I've been debating about how personal I want to get with this blog and my posts. I've never been one to just open up to people about my personal life -- my passions, my fears, my heartaches, my dreams. However, I keep going back to the same thought: that part of my purpose in starting this blog was so it could serve as a type of journal. Additionally, I know that there is always strength in numbers. I know that it helps me get through trials when I read about the life journeys other people take through their highs and lows. Perhaps, my experiences will, too, be able to help others. So I am going to go for it and I apologize if I ever get too personal in what I share with you.
Now, with that introduction, I will get to my purpose in writing today. Yesterday, as I was getting ready for church, I had the BYU channel on and was listening to a devotional given at BYU-Idaho this past summer. At this point, I don't even remember the topic of the devotional (I have a horrible memory), but there was one part of the talk that really stood out to me and that I know was meant for me to hear. Before I get to the talk, I want to share a little bit of my past.
As many of you know, a big focus in my life has been on writing. When I returned from my mission, I had all sorts of dreams and ambitions to write books and possibly church articles for the Ensign.
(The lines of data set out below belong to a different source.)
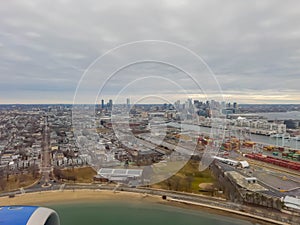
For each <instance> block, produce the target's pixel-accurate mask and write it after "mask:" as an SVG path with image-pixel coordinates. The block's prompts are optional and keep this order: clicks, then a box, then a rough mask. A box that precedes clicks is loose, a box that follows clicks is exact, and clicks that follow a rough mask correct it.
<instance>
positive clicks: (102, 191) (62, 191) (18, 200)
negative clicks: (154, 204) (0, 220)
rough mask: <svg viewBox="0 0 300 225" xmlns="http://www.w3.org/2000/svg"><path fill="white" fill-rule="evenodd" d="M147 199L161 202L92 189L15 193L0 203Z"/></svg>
mask: <svg viewBox="0 0 300 225" xmlns="http://www.w3.org/2000/svg"><path fill="white" fill-rule="evenodd" d="M112 200H115V201H123V200H124V201H128V200H130V201H137V202H138V201H148V202H155V203H158V202H163V200H162V199H161V197H159V196H152V195H144V194H140V193H132V192H119V191H117V192H113V191H106V190H101V191H98V190H97V191H94V190H75V191H72V190H64V191H49V192H46V191H43V192H35V193H26V194H23V195H16V196H15V197H14V198H9V197H1V198H0V205H39V206H44V205H51V204H61V203H70V202H99V201H112Z"/></svg>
The first book that I began (and have yet to work on and finish) focused on finding emotional and spiritual strength through the Atonement of Jesus Christ. A focus of study for me during and after my mission was Christ's Atonement. I found that my knowledge of and faith in this infinite gift gave me great strength as I faced the different struggles and challenges that came my way. There were times that others even commented on my internal strength; I began to believe that strength was a spiritual gift that I had been blessed with. Then some things happened in my life that began to weaken me.
As I go on, please know that I am not doing so to look for sympathy or attention, simply to share my experiences.
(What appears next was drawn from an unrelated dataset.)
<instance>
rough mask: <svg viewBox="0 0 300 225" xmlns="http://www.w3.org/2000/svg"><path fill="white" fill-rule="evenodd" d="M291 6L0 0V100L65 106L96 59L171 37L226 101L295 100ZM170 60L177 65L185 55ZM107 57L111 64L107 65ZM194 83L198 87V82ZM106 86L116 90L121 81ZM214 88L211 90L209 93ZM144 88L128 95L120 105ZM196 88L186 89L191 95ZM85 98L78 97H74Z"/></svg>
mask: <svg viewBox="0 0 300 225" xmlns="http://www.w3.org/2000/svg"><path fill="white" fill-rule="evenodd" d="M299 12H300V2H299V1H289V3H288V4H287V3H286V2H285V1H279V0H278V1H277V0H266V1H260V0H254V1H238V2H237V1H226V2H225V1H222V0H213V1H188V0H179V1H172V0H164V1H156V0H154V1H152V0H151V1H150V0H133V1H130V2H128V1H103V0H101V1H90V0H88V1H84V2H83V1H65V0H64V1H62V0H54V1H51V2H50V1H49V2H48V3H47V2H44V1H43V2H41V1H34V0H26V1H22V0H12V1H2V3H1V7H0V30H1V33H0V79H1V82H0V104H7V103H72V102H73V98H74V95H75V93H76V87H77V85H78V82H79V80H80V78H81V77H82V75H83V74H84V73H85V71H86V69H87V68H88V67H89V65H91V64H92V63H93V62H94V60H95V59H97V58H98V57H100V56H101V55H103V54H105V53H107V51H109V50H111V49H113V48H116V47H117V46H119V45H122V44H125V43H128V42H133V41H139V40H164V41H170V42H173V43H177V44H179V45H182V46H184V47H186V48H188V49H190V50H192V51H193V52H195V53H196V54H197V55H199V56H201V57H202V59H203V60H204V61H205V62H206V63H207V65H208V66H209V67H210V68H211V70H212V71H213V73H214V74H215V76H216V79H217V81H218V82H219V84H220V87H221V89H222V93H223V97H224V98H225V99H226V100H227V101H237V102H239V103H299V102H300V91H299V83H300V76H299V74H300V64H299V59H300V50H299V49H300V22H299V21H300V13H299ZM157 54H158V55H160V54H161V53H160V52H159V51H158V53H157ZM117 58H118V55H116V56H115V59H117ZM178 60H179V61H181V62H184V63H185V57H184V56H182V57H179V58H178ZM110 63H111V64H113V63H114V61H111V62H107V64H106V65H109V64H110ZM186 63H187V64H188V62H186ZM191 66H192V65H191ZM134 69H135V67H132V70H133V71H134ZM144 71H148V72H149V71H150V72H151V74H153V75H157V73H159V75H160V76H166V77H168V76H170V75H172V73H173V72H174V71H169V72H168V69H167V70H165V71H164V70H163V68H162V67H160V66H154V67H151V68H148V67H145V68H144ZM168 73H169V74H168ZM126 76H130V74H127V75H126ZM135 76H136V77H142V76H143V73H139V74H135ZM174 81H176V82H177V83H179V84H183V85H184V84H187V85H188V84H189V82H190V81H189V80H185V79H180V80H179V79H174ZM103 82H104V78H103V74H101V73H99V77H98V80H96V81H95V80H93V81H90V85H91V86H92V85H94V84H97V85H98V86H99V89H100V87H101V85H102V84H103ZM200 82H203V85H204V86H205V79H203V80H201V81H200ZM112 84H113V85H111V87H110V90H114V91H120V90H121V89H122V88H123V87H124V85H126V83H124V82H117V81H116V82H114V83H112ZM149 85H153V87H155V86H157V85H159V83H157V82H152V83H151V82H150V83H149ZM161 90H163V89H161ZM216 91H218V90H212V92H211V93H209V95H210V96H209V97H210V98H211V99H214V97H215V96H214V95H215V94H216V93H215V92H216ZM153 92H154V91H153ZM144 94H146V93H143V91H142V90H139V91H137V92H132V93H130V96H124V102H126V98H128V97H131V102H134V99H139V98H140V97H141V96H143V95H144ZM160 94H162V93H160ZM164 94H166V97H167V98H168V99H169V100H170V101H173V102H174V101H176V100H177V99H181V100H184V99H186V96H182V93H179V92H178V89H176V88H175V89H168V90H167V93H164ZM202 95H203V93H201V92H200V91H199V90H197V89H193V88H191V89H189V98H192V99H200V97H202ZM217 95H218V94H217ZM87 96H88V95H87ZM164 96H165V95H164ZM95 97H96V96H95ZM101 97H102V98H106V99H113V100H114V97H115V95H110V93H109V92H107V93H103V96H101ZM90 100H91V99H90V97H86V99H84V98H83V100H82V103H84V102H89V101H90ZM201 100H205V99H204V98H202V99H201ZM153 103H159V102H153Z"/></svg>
About seven months into our marriage, Dave and I decided to start building a house as we were hoping to start a family soon, and we were in a pretty good spot financially to do so with Dave's job at Richmond American Homes. About a month after signing our paperwork to build, we found out we were pregnant. We felt like we had truly been blessed and that life was practically perfect for us. There were even a few times that we'd tell people that things were too perfect, and we were just waiting for something bad to happen because there was no way that we could be so lucky. We turned out to be right.
When I was ten weeks along, I sensed that something was wrong and had a strong feeling that we were not going to keep this baby. I went to the Dr. for an ultrasound, and sure enough, there was no heartbeat. The very next day, Dave was called into a meeting for work where he found out that the company was doing a large layoff, and he was one of many to be laid off effective immediately. Within a 24 hour period, our world seemed to come crashing down. We found out we'd be losing our baby, we lost our job, and in turn lost the house we were building.
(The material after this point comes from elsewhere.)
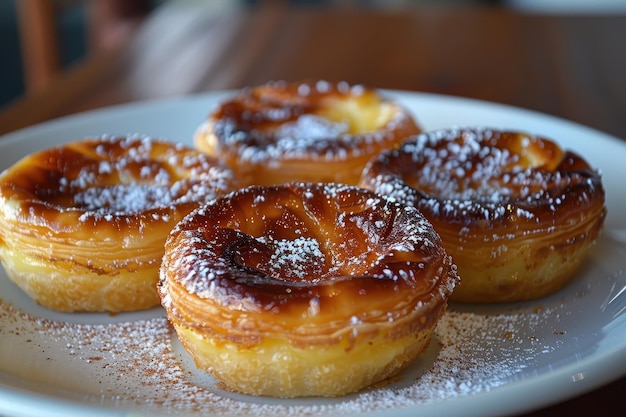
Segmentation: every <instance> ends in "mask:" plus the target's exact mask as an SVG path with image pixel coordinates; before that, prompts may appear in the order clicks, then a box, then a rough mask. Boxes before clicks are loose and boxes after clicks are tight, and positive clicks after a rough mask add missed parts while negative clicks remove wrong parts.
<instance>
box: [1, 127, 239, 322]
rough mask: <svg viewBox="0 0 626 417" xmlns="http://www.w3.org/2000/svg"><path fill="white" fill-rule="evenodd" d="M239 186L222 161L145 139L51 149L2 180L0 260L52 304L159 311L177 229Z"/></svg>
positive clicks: (3, 264) (11, 277)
Because of my knowledge of the gospel, I kept telling myself that there was a reason for all of this. I kept searching for the strength I was so sure I had. Although it was something I had studied and something I wanted so badly to share with others, I suddenly could not find it within myself when I needed it the most.
It has now been over a year since the miscarriage and job loss, and unfortunately, through this year, I have to admit that there have been times that I have lost even my desire and my hope to find the strength to get through my trials.
And finally this long story brings me to the talk I listened to yesterday. The speaker talked about her experience working at BYU-Idaho as the assistant to the president of the University. She shared one specific experience speaking with (I believe) Elder Eyring before he was to give a devotional address. He told her that if there were one topic that he could speak about for the rest of his life while serving in the church, he would speak about the
enabling power of the Atonement -- the power that gives us endurance as we face trials, the power that gives us the ability to fulfill our callings in life, the power that gives us strength to withdraw from sin. He told her that he believes it is a principle that so many people don't understand, yet need to understand to face live's hardships.
Hearing those words finally touched me again after more than a year of losing sight of such simple gospel principles. I was reminded that the power of the Atonement is real and it stretches beyond the power of repentance. During this last year, I have been looking for strength within myself, rather than looking for strength in my Savior and in His sacrifice for me. As much as I would like to be self-reliant in all aspects of life, I know that I need to be humble and learn to rely on the help of others, including that of my Heavenly Father and his son, Jesus Christ.
Again, I apologize if I have been too personal, and I apologize even more for the length of this post, but I hope that it might give me strength as I turn back to reflect upon it at later times and hope that it might give someone else strength during a time they, too, need it.